The Boy with the Porcelain Blade

Home > Other > The Boy with the Porcelain Blade > Page 3
The Boy with the Porcelain Blade Page 3

by Patrick, Den


  He turned his attention to Giancarlo, the superiore. A broad slab of a man, Giancarlo possessed a wide face and heavy-lidded eyes. A fencing scar ran down his right cheek, parting the olive complexion with a dark exclamation. His hair was cropped and unfussy, deep brown and yet to show any grey. As ever, he wore his uniform, tan leather britches and a battered jacket reinforced with studs. His boots were immaculate, a product of novices currying favour. Two sashes in house colours were tied around his left arm displaying his allegiance, the statement redundant. All knew of Giancarlo’s unflinching loyalty, the favourite son of House Fontein. Another deep red sash was wrapped twice around his waist, marking him out as the superiore.

  Lucien struggled to keep his expression neutral. There were few people in all of Demesne he wanted dead, but Giancarlo’s name was top of the list and underlined for good measure. Lucien gripped the hilt of his sheathed sword and forced out a calming breath.

  It was then that he recognised one of the prisoners.
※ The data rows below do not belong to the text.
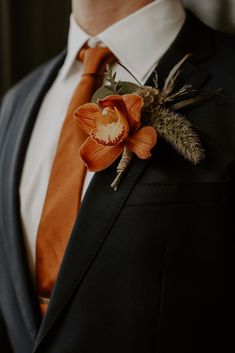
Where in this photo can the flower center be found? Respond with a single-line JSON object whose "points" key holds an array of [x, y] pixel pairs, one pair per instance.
{"points": [[111, 127]]}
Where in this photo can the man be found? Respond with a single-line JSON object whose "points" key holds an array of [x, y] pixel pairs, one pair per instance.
{"points": [[145, 267]]}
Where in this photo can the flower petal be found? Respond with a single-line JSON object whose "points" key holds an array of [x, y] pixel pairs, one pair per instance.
{"points": [[142, 142], [114, 101], [111, 128], [134, 104], [98, 157], [85, 115]]}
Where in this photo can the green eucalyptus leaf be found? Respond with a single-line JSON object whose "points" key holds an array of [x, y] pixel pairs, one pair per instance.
{"points": [[101, 93], [126, 87]]}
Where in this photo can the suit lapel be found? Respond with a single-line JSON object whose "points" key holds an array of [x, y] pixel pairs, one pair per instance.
{"points": [[13, 152], [102, 205]]}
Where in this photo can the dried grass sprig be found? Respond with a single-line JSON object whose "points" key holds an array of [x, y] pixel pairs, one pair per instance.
{"points": [[178, 131], [122, 167]]}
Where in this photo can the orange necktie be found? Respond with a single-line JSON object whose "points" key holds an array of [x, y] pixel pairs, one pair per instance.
{"points": [[67, 177]]}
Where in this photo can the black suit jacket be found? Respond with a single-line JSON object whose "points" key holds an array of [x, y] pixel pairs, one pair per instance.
{"points": [[147, 267]]}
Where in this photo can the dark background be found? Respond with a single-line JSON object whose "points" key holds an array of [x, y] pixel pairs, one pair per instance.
{"points": [[32, 31]]}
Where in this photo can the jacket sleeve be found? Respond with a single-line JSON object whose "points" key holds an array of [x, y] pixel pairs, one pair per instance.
{"points": [[5, 345]]}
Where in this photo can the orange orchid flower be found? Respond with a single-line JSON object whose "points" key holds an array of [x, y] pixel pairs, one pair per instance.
{"points": [[113, 124]]}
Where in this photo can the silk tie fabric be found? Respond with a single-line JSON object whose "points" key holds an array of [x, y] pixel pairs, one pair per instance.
{"points": [[64, 191]]}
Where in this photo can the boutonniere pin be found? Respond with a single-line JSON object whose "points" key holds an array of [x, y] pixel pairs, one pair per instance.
{"points": [[125, 119]]}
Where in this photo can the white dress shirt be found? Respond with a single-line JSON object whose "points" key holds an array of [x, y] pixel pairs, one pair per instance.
{"points": [[138, 41]]}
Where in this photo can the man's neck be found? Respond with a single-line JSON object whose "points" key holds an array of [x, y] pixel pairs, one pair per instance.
{"points": [[94, 16]]}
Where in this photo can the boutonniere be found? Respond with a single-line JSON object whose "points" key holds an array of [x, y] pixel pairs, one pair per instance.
{"points": [[126, 119]]}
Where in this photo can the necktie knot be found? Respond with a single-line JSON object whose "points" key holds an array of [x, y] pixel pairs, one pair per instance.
{"points": [[95, 60]]}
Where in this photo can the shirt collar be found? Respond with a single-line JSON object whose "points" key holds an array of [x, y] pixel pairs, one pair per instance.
{"points": [[138, 41]]}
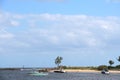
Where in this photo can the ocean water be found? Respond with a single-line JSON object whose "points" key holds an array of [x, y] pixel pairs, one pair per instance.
{"points": [[23, 75]]}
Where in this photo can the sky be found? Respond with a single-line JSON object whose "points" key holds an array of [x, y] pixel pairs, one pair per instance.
{"points": [[34, 32]]}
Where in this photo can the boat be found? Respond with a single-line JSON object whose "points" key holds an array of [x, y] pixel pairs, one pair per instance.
{"points": [[105, 72], [36, 73], [59, 71]]}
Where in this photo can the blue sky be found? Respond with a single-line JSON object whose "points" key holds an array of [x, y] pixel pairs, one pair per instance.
{"points": [[34, 32]]}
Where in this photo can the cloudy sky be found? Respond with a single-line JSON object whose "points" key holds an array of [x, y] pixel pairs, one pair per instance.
{"points": [[34, 32]]}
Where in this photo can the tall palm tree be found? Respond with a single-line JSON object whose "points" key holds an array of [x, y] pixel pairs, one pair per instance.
{"points": [[118, 59], [58, 61], [111, 62]]}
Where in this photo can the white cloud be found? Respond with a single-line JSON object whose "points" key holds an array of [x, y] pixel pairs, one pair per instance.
{"points": [[60, 31]]}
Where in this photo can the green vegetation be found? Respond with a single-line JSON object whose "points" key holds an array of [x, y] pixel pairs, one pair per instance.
{"points": [[58, 61], [101, 67]]}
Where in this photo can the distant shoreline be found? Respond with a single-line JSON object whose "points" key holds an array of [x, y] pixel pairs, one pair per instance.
{"points": [[91, 71]]}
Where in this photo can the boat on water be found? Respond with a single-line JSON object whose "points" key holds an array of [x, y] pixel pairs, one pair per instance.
{"points": [[59, 71], [36, 73]]}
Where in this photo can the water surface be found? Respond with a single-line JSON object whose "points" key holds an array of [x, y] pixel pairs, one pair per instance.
{"points": [[23, 75]]}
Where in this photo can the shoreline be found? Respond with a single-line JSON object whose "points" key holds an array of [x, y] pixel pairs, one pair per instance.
{"points": [[89, 71]]}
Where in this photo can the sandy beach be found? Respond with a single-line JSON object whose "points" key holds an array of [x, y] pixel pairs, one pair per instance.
{"points": [[93, 71]]}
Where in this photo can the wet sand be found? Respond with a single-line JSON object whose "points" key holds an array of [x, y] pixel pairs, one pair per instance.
{"points": [[93, 71]]}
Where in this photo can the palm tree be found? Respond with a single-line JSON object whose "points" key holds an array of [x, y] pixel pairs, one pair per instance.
{"points": [[111, 62], [58, 61], [118, 59]]}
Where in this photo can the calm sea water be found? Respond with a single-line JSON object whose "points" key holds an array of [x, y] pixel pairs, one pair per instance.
{"points": [[23, 75]]}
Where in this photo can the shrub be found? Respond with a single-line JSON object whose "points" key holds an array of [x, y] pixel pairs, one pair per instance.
{"points": [[101, 67]]}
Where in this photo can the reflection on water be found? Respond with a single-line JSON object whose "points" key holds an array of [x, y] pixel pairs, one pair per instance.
{"points": [[23, 75]]}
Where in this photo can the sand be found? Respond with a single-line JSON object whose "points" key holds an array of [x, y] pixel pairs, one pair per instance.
{"points": [[93, 71]]}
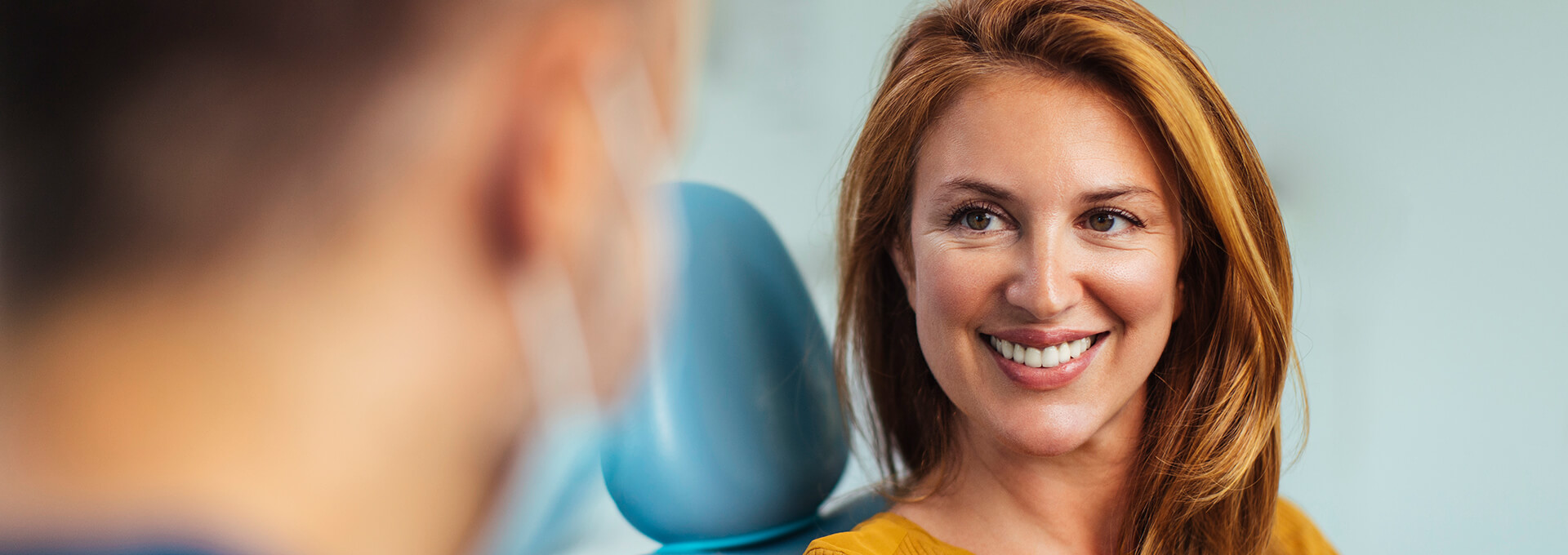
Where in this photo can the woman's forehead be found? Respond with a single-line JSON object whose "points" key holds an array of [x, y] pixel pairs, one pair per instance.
{"points": [[1022, 132]]}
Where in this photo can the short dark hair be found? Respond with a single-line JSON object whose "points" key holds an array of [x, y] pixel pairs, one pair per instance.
{"points": [[132, 131]]}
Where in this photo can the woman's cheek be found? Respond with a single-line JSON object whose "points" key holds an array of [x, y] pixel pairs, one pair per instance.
{"points": [[1138, 287], [952, 286]]}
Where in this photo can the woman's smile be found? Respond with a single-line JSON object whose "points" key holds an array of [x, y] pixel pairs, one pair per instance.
{"points": [[1041, 364]]}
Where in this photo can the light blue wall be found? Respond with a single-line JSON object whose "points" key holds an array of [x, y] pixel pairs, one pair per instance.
{"points": [[1421, 158]]}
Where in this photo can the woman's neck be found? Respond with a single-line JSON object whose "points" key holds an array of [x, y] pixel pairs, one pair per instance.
{"points": [[1000, 500]]}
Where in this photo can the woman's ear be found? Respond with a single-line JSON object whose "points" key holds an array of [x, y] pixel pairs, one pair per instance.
{"points": [[901, 262]]}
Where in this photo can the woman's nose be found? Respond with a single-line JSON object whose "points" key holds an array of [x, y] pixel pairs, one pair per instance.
{"points": [[1046, 282]]}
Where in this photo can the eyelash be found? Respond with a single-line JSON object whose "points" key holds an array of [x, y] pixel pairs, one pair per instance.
{"points": [[1118, 214], [957, 215], [954, 218]]}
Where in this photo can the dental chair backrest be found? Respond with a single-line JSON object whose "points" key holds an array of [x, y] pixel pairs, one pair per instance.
{"points": [[737, 437]]}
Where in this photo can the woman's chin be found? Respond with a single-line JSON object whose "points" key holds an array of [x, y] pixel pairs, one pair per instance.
{"points": [[1048, 436]]}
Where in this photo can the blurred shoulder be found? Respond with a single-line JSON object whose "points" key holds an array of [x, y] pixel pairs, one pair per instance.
{"points": [[884, 534], [1294, 534]]}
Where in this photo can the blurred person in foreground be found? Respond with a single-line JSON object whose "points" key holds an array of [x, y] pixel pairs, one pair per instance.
{"points": [[315, 277]]}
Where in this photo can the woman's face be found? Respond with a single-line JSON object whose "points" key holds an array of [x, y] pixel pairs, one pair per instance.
{"points": [[1043, 257]]}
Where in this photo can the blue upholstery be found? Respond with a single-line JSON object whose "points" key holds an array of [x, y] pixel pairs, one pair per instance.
{"points": [[737, 437]]}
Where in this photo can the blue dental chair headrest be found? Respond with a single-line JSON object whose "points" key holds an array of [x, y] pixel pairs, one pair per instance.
{"points": [[737, 437]]}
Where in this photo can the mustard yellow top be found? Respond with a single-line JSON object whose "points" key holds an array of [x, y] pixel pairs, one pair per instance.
{"points": [[888, 534]]}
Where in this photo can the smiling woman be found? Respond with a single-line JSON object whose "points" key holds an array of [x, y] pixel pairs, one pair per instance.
{"points": [[1068, 289]]}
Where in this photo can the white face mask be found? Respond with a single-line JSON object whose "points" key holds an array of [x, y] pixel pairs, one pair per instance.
{"points": [[560, 458]]}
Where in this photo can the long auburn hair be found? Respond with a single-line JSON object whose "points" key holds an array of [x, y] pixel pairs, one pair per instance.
{"points": [[1209, 456]]}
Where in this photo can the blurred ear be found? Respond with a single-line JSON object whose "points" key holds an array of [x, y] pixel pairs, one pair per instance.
{"points": [[552, 165]]}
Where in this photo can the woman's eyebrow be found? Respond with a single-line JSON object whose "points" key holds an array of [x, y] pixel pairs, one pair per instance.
{"points": [[959, 185], [1116, 192]]}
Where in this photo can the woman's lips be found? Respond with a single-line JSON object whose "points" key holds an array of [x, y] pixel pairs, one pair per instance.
{"points": [[1046, 378]]}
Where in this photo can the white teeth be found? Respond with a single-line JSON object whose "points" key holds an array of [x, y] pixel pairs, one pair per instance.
{"points": [[1043, 357], [1032, 357]]}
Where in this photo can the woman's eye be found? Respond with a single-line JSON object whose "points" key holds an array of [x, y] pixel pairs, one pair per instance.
{"points": [[979, 220], [1106, 223]]}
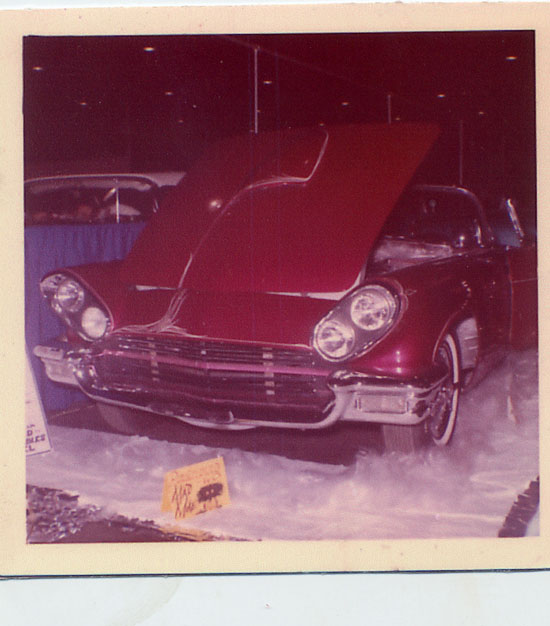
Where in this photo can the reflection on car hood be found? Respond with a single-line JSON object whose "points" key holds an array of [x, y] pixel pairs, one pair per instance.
{"points": [[295, 211]]}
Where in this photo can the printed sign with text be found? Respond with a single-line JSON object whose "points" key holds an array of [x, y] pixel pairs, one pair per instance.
{"points": [[195, 489]]}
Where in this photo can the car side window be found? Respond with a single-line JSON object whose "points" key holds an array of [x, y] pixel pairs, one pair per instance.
{"points": [[436, 216]]}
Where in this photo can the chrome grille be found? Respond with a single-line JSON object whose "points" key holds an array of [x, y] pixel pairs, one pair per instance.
{"points": [[212, 373]]}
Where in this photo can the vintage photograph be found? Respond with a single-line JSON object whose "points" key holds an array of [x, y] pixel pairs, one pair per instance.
{"points": [[281, 287]]}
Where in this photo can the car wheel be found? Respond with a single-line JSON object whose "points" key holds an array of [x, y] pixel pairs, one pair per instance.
{"points": [[121, 419], [441, 423], [439, 427]]}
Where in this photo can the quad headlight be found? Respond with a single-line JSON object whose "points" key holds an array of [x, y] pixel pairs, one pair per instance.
{"points": [[356, 323], [76, 306]]}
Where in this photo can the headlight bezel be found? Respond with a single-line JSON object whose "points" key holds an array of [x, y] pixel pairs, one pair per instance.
{"points": [[365, 338], [73, 313]]}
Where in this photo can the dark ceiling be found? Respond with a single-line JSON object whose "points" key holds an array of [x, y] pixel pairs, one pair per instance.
{"points": [[151, 102]]}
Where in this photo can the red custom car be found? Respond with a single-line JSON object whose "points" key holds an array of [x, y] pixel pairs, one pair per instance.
{"points": [[298, 278]]}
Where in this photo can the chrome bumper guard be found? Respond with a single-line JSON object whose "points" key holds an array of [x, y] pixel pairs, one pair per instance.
{"points": [[357, 397]]}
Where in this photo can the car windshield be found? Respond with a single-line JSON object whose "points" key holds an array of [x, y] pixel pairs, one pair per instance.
{"points": [[436, 215], [93, 200]]}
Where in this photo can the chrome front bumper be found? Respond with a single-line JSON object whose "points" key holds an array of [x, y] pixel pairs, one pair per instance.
{"points": [[357, 397]]}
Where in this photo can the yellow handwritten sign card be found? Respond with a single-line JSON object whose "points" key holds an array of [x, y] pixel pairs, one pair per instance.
{"points": [[195, 489]]}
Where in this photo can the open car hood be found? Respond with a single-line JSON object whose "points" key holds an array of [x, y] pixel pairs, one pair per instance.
{"points": [[295, 211]]}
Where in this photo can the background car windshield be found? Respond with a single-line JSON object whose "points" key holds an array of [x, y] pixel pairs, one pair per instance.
{"points": [[103, 200], [436, 216]]}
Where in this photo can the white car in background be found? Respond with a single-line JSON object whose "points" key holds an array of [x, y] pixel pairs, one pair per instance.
{"points": [[96, 198]]}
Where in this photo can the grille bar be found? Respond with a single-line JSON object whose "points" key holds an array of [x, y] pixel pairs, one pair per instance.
{"points": [[244, 375]]}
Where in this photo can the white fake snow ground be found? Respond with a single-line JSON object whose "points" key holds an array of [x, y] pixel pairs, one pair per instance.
{"points": [[464, 490]]}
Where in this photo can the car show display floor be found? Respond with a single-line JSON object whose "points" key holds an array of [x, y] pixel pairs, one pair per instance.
{"points": [[464, 490]]}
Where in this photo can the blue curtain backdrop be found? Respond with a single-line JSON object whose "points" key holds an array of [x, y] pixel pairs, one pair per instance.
{"points": [[53, 247]]}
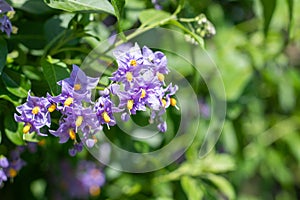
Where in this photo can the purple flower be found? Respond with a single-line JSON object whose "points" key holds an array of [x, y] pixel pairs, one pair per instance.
{"points": [[76, 149], [3, 162], [3, 176], [5, 7], [81, 84], [129, 64], [65, 99], [66, 129], [104, 110], [157, 60], [5, 25], [34, 114]]}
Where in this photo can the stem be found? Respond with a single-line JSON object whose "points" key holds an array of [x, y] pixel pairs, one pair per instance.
{"points": [[186, 19]]}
Franco was in his late fifties and owned a large orchard on the Contadino Estate. The cider he produced was very popular across Demesne’s many hamlets and farmsteads. His forearms were like great hams from fetching barrels; iron-grey hair fell to his shoulders, now lank and greasy from imprisonment. Lucien liked him very much, even grooming his ponies on occasion in earlier times. Franco had always managed to make Lucien feel like a regular boy, never putting on the airs and graces required to interact with the Orfano. Many were the times Franco had rescued him from misery with a kind word.

  ‘Why are they here?’ said Lucien quietly.

  ‘They’re criminals,’ replied Giancarlo. ‘It has been decided that they can go free if they face you in single combat.’

  ‘To first blood?’ said Lucien, feeling a chill in his veins.

  ‘To the death.’ Giancarlo’s face was stony.

  Lucien’s lips twisted in a sour approximation of a smile. He’d long known Giancarlo would stoop to any depths to unman him – he’d grown accustomed to it – but this was beyond the pale.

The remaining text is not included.